Strykr Analysis
BullishStrykr Pulse 67/100. The rotation into defensives is strong, and the Dow’s momentum is undeniable. Risks remain, but the trend is higher for now. Threat Level 2/5.
If you blinked, you missed it: the Dow just notched another all-time high, and it wasn’t tech or commodities leading the charge. It was healthcare and financials, two sectors that have spent most of the AI mania in the market’s waiting room. The S&P 500 edged higher, but the real story is the rotation, out of tech, out of commodities, and into the parts of the market that traders had all but left for dead. The tape says it all. The Dow added 875 points, while the S&P 500’s gains were modest and the Nasdaq looked like it needed a defibrillator. Commodities, tracked by DBC, are stuck at $29.89, flatlining for days as oil and metals lose their grip on the narrative. Tech, via XLK at $193.13, is treading water after months of relentless inflows.
The news cycle is full of hot takes about AI fatigue and the end of the tech supercycle. Barron’s points to healthcare stocks jumping more than 3% as AI darlings finally cool off. CNBC’s Jim Cramer is practically shouting about investors’ ‘huge appetite’ for stocks, just not the ones that led the last leg higher. The macro backdrop is equally schizophrenic. US job openings are at their highest in two years, but the market is acting like it’s already priced in. The Fed is still weighing rate hikes, but the bond market is yawning. Commodities, once the inflation hedge du jour, are now the wallflowers at the risk party.
Zoom out and the rotation is glaring. May saw US stocks gain +5.26%, with world stocks up +3.90%. Commodities gave back ground, and the S&P 500’s cyclically adjusted P/E and market cap-to-GDP ratios are near all-time highs (Seeking Alpha).
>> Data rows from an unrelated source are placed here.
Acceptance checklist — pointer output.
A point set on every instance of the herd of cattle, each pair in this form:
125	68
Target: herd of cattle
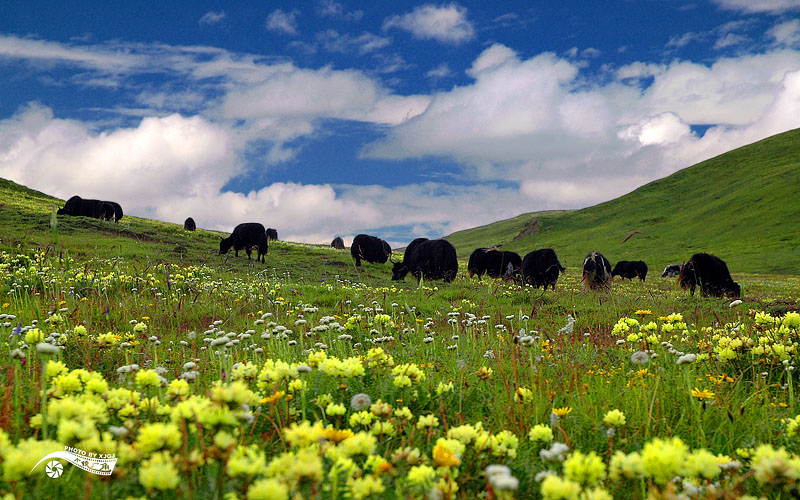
436	259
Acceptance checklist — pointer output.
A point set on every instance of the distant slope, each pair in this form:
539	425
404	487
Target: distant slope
743	206
25	223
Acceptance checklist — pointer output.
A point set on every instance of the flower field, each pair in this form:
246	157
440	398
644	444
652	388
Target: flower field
228	379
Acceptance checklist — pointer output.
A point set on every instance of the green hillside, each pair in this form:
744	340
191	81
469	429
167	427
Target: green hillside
743	206
25	222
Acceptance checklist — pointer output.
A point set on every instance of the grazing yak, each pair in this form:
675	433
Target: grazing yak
429	260
672	270
370	248
338	243
596	271
630	269
711	273
117	210
494	262
541	268
97	209
246	236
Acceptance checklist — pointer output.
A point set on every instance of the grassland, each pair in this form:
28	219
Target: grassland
218	377
742	206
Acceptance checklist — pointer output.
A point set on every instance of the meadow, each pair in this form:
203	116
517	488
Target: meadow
308	378
216	377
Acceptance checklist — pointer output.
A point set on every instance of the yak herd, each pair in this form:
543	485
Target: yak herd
430	260
436	260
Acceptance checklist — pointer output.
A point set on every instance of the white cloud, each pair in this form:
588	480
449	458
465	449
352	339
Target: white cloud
729	40
535	123
683	40
162	158
447	24
364	43
174	167
754	6
104	58
666	128
309	94
786	33
212	17
733	91
526	132
441	71
283	22
331	8
492	57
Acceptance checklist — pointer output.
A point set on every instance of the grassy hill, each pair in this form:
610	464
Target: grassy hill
25	222
742	206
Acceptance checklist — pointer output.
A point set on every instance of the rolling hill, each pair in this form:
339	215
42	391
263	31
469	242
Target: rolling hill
742	206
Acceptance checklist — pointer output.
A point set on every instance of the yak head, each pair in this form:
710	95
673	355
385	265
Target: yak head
225	244
399	271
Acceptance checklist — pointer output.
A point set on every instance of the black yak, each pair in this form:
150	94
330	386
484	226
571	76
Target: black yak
429	260
541	268
71	207
246	236
97	209
370	248
672	270
494	262
630	269
338	243
596	271
711	273
117	210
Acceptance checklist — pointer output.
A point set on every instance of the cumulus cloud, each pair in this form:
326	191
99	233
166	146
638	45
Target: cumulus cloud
526	132
104	58
666	128
173	167
364	43
330	8
283	22
534	123
786	33
212	17
161	158
440	71
765	6
732	91
447	24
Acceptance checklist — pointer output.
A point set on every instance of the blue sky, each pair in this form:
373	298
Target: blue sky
400	119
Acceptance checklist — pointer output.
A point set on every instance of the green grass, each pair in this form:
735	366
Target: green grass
742	206
106	277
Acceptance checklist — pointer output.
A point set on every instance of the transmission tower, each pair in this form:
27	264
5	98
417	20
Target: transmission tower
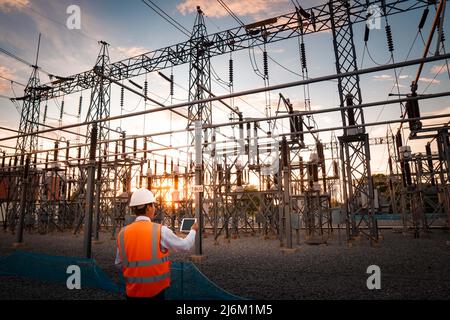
354	144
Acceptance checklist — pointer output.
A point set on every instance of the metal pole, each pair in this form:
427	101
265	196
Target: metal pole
98	185
198	182
286	185
90	194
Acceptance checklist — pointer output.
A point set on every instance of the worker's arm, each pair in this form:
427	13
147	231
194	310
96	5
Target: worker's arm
118	261
172	242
The old playbook, buy tech, short everything else, isn’t working. Healthcare and financials are back in vogue, and the only thing flatlining harder than DBC is the VIX.
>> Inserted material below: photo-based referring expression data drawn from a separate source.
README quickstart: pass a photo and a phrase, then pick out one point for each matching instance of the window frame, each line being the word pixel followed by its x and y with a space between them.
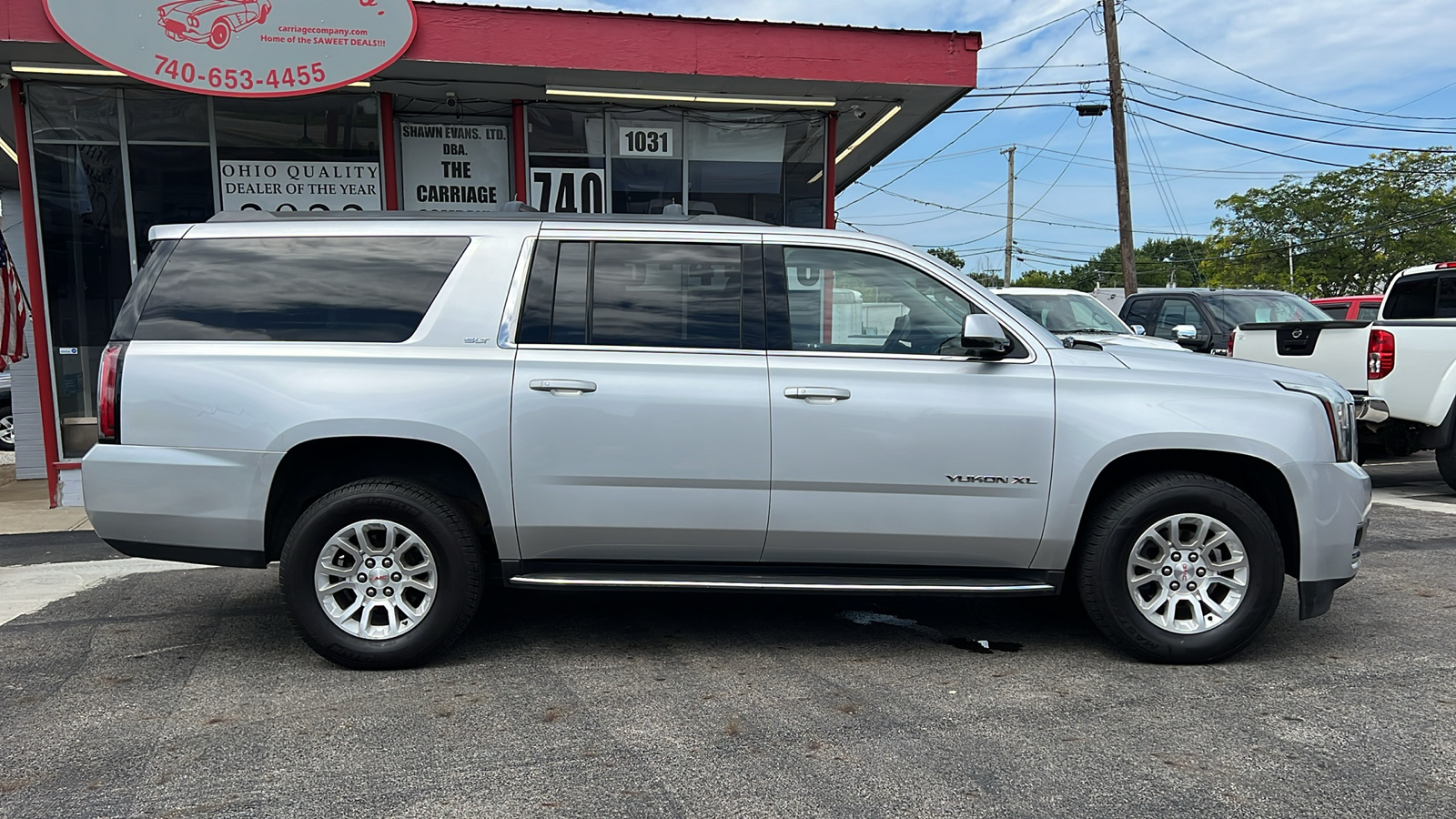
pixel 517 325
pixel 779 324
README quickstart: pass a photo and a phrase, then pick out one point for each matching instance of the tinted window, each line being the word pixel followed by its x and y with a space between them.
pixel 1178 312
pixel 1412 298
pixel 1261 308
pixel 1138 310
pixel 308 288
pixel 855 302
pixel 637 295
pixel 652 295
For traders, the opportunity is in the rotation. The easy money in tech is gone, and the risk-reward in commodities is dead money unless you like watching paint dry. The Dow’s outperformance is a sign that the market wants defensives and yield, not moonshots. The question is whether this is the start of a new trend or just a dead cat bounce for the old economy.
Strykr Watch
Technically, the Dow is in blue-sky territory, with no overhead resistance. Watch for support at recent breakout levels and keep an eye on sector flows, healthcare and financials are leading, while tech and commodities lag. XLK is stuck at $193.13, with support at $190 and resistance near $200. DBC is glued to $29.89, with no real momentum in either direction. RSI readings across sectors are mixed, with healthcare flashing overbought and tech drifting toward neutral. Moving averages are flattening in commodities, signaling a lack of conviction.
The risk is that this rotation is a head fake, driven by short-term flows rather than fundamentals. If tech regains its footing or commodities catch a bid on macro surprises, the rotation could unwind fast. But for now, the trend is your friend, until it isn’t.
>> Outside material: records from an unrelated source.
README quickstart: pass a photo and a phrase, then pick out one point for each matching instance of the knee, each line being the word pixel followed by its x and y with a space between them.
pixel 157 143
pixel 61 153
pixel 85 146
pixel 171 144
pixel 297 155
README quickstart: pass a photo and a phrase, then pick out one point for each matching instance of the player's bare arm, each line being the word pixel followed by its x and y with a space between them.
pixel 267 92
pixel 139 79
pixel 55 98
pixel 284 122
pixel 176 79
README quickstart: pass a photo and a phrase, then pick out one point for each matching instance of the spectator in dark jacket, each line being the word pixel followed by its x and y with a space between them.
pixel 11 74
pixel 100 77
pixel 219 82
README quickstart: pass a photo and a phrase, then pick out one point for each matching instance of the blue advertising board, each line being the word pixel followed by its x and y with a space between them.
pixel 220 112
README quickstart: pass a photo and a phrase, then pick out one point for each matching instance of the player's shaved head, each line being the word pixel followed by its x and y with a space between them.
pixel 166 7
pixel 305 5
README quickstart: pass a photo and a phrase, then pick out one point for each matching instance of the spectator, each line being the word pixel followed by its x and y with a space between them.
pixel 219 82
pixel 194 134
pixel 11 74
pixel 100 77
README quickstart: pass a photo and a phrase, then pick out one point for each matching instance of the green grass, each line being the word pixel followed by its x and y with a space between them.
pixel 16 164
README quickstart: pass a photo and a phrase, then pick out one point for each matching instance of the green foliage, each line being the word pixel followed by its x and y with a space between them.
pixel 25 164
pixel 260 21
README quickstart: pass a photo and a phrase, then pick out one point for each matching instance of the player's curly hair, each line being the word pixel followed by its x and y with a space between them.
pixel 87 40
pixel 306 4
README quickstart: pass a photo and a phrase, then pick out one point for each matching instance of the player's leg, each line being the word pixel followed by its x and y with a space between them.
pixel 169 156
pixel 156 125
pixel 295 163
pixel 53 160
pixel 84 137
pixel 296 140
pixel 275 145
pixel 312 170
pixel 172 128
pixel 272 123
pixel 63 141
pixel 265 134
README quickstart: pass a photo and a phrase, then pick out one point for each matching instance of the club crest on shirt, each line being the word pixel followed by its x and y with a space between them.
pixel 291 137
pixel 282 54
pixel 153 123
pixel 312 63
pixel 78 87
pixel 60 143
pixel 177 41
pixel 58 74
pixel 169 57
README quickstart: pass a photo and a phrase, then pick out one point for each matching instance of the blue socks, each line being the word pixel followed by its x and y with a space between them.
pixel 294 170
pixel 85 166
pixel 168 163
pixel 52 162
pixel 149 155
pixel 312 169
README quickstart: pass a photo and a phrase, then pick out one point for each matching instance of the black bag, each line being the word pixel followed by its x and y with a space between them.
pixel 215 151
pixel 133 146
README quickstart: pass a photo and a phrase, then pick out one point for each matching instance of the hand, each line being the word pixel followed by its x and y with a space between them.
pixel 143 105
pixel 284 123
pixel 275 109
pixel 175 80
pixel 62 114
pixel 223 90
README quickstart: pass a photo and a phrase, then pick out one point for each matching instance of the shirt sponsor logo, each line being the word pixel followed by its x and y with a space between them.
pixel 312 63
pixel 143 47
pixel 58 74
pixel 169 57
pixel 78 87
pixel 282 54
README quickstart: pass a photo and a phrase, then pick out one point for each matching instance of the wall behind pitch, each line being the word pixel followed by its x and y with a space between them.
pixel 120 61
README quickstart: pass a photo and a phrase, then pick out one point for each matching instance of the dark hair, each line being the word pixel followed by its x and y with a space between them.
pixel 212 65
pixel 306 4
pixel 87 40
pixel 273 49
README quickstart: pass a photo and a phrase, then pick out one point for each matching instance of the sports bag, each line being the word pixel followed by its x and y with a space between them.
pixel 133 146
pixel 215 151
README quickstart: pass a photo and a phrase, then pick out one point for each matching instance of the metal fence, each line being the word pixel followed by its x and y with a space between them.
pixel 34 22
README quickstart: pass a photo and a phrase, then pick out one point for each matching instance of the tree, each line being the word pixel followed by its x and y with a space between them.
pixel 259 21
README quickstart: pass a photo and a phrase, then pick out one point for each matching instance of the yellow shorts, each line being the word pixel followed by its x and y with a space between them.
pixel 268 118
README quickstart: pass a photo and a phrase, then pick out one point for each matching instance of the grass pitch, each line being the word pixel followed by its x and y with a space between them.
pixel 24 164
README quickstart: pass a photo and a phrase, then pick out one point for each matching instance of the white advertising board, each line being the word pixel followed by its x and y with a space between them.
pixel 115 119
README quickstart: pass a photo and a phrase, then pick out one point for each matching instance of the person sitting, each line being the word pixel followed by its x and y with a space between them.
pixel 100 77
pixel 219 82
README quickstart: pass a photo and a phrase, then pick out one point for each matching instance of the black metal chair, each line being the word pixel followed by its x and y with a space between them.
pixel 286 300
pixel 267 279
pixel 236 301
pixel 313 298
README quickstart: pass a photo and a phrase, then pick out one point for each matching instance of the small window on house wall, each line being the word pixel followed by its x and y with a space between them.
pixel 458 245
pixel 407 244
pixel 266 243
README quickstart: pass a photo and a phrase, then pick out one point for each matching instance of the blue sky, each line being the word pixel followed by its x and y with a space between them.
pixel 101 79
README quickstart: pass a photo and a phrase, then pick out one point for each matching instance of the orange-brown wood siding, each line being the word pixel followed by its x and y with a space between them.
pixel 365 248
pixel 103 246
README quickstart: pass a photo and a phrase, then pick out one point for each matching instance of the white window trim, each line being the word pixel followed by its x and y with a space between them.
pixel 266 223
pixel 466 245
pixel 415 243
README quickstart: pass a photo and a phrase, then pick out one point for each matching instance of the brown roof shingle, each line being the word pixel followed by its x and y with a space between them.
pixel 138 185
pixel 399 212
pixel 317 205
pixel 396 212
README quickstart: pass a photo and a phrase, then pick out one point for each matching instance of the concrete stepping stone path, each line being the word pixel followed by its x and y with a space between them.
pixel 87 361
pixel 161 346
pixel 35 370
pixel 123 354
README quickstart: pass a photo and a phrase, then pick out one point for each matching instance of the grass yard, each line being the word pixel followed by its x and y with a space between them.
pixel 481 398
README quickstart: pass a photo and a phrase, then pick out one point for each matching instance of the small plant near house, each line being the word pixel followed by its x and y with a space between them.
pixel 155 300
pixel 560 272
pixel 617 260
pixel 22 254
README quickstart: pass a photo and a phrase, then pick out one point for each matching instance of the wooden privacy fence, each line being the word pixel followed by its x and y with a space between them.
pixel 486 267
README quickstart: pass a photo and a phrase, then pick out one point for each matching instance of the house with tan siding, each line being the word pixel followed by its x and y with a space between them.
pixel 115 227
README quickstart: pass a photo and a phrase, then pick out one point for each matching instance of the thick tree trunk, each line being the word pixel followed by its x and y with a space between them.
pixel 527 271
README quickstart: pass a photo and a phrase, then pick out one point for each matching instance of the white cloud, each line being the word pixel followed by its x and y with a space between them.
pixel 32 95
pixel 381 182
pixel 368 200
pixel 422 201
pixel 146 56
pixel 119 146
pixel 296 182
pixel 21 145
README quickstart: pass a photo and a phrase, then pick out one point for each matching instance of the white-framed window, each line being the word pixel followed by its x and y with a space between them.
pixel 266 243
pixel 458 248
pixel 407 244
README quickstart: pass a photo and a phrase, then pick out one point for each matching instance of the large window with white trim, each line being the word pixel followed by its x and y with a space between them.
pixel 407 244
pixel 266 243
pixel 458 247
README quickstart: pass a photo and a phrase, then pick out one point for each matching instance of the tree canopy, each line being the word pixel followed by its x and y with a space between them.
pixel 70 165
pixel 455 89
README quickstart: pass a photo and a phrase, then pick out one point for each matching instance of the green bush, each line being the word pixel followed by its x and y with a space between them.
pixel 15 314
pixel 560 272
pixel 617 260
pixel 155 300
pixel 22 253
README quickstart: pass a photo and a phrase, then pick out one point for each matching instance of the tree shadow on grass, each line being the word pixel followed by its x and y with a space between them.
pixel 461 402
The bear case is that elevated valuations and a lack of earnings growth will eventually catch up to equities, especially if the Fed surprises hawkish. The bull case? As long as money keeps rotating rather than leaving the market, the path of least resistance is higher. For traders, the play is to ride the rotation but keep stops tight.
Opportunities abound for those willing to pivot. Long healthcare and financials on dips, fade tech rallies into resistance, and avoid commodities until volatility returns. The real alpha is in sector rotation, not broad beta exposure.
Strykr Take
The Dow’s record run is a wake-up call for traders stuck in last year’s playbook. The rotation is real, and the market is rewarding those who adapt. Stay nimble, follow the flows, and don’t get married to dead trades. The next leg higher won’t look like the last.